Спустя два месяца на партийном съезде в Неаполе Муссолини, находясь под явным впечатлением решимости 40 000 фашистов, говорил и угрожал больше обычного. «Мы имеем в виду, — заявил он, — влить в либеральное государство, выполнившее свои функции… все силы нового поколения, проявившиеся в результате войны и победы… Либо правительство будет предоставлено в наше распоряжение, либо мы получим его, пройдя маршем на Рим».
«Рим! Рим», — закричали клакеры. «Рим! Рим!», — вторили им тысячи голосов.
2
Поход на Рим уже обсуждался Муссолини и четырьмя ведущими фашистами, которых позднее стали называть «квадрумвирами». Это были Итало Бальбо, исключительно красивый 26-летний лидер «сквадристов»; генерал Эмилио де Боно, в прошлом — командир IX корпуса итальянской армии; Чезаре Мария де Векки, депутат от партии фашистов; Микеле Бьянки, генеральный секретарь партии. Бальбо позднее высказал мнение, что именно он с Бьянки выступил с идеей похода на Рим, а Муссолини занял столь осторожную позицию, что пришлось сказать ему, что марш на Рим состоится, хочет он этого или нет. Версия Муссолини расходится с приведенной, но нет сомнения, что независимо от того, были его колебания искренними или нет, они, несомненно, позволили ему поддерживать контакт со всеми своими противниками, каждый из которых до последнего момента надеялся на то, что даже в такое время он предпочтет сотрудничество с ними вместо того, чтобы возглавлять чисто фашистскую революцию.
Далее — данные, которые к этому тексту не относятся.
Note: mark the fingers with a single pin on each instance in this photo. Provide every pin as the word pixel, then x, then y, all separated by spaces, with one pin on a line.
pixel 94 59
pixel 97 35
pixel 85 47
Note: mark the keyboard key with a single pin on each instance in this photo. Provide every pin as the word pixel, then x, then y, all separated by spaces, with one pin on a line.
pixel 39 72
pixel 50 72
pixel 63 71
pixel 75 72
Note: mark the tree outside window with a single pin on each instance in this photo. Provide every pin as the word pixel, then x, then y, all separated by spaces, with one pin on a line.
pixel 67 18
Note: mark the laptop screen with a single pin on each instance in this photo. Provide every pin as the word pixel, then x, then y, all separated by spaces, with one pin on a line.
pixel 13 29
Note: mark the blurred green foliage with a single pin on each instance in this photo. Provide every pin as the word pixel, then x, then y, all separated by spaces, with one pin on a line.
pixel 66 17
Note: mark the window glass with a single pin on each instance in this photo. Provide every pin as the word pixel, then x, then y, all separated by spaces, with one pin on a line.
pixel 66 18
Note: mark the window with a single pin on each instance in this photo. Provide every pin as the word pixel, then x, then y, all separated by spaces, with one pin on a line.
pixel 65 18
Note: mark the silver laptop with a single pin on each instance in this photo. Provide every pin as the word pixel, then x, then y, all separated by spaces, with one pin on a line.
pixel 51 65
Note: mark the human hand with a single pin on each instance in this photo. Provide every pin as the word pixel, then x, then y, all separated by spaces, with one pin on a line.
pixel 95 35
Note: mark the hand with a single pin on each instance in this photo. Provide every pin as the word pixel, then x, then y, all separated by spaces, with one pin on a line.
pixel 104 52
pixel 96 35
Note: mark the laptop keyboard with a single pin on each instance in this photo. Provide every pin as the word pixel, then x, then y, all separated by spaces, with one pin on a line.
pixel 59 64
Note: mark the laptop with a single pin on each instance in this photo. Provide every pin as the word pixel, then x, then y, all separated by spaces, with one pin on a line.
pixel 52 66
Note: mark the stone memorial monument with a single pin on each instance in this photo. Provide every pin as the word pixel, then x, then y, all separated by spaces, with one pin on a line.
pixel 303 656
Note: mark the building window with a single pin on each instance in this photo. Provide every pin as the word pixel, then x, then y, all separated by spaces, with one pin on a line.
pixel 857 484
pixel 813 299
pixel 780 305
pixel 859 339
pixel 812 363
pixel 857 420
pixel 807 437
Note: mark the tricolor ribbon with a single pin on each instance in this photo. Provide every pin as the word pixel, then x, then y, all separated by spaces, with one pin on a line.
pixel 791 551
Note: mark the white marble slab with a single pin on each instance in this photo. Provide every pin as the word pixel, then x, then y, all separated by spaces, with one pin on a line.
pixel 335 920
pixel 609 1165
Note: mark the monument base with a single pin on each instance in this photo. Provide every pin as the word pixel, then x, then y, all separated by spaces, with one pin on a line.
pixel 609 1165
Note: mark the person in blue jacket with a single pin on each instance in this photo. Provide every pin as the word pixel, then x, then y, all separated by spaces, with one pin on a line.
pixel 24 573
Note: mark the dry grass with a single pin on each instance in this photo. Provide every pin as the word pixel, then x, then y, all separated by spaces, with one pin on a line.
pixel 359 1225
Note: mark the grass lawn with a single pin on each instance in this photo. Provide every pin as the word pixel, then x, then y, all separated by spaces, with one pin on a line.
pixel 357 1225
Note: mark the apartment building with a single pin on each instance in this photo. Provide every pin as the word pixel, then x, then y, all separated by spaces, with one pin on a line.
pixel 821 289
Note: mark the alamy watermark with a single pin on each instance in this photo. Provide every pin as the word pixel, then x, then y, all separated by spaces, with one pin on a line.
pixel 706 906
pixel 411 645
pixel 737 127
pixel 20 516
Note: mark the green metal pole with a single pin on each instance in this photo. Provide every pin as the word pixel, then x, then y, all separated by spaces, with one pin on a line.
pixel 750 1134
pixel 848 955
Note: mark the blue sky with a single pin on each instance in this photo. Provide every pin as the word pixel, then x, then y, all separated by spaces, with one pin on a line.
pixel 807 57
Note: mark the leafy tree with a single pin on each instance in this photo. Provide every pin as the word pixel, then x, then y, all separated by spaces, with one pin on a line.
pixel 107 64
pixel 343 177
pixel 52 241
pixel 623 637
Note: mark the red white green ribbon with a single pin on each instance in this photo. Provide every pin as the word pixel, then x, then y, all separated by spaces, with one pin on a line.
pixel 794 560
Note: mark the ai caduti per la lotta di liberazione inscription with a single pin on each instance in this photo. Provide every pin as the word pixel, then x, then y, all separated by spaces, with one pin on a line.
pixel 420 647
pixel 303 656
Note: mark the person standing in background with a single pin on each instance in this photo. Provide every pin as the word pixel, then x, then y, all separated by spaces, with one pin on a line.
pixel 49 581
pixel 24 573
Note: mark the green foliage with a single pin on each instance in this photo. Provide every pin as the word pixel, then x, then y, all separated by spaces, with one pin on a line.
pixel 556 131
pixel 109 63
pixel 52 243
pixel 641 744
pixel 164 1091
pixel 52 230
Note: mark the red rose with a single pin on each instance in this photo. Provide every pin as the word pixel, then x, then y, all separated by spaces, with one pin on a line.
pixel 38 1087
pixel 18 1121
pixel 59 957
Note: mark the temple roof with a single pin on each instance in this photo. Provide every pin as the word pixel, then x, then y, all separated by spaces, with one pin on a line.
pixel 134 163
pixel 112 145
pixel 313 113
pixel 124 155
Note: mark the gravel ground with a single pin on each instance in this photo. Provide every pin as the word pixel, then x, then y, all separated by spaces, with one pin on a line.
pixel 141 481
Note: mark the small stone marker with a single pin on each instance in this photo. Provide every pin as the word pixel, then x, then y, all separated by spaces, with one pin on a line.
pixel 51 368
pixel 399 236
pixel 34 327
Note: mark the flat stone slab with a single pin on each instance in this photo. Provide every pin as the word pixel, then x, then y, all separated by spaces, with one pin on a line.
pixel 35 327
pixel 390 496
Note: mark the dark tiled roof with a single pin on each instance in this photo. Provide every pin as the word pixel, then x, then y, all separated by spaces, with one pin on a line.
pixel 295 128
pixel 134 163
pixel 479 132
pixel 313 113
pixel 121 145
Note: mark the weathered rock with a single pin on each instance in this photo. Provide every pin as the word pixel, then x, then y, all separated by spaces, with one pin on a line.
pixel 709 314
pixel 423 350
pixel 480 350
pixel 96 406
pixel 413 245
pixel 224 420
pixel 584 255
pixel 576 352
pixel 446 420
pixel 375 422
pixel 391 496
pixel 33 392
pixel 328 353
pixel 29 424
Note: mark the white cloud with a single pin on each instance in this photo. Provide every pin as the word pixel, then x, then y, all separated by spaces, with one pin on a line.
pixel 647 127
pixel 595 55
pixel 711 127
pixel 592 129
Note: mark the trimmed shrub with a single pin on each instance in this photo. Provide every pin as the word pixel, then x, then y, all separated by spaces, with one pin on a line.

Во всяком случае ясно, что вернувшись в октябре с неапольского съезда, он был убежден, что настало время действий и что правительство Луиджи Факти, пришедшее на смену кабинета Иваноэ Бономи (который ранее сменил кабинет Джолитти), не способно и не готово противостоять решительным действиям. 27 октября в нескольких городах Италии произошли фашистские мятежи, и «квадрумвиры» призвали Факти уйти в отставку. На следующее утро четырьмя колоннами начался марш на Рим. Вынужденное наконец действовать, правительство объявило о желании ввести военное положение, однако король, опасавшийся, что это приведет к гражданской войне и почти уже готовый смириться с фашистским правительством, отказался подписать декрет и тем самым лишил кабинет власти. В условиях отчаянного положения, сложившегося в связи с приближением фашистских колонн к столице, отдельным лидерам фашистской партии было предложено занять места в новом коалиционном правительстве правых под руководством Антонио Саландры. Гранди и де Векки советовали Муссолини принять это предложение. Однако он отказался. Он рассчитывал теперь на всю полноту власти и не был склонен к компромиссу, хотя его и преследовал страх, что, возможно, он зашел слишком далеко.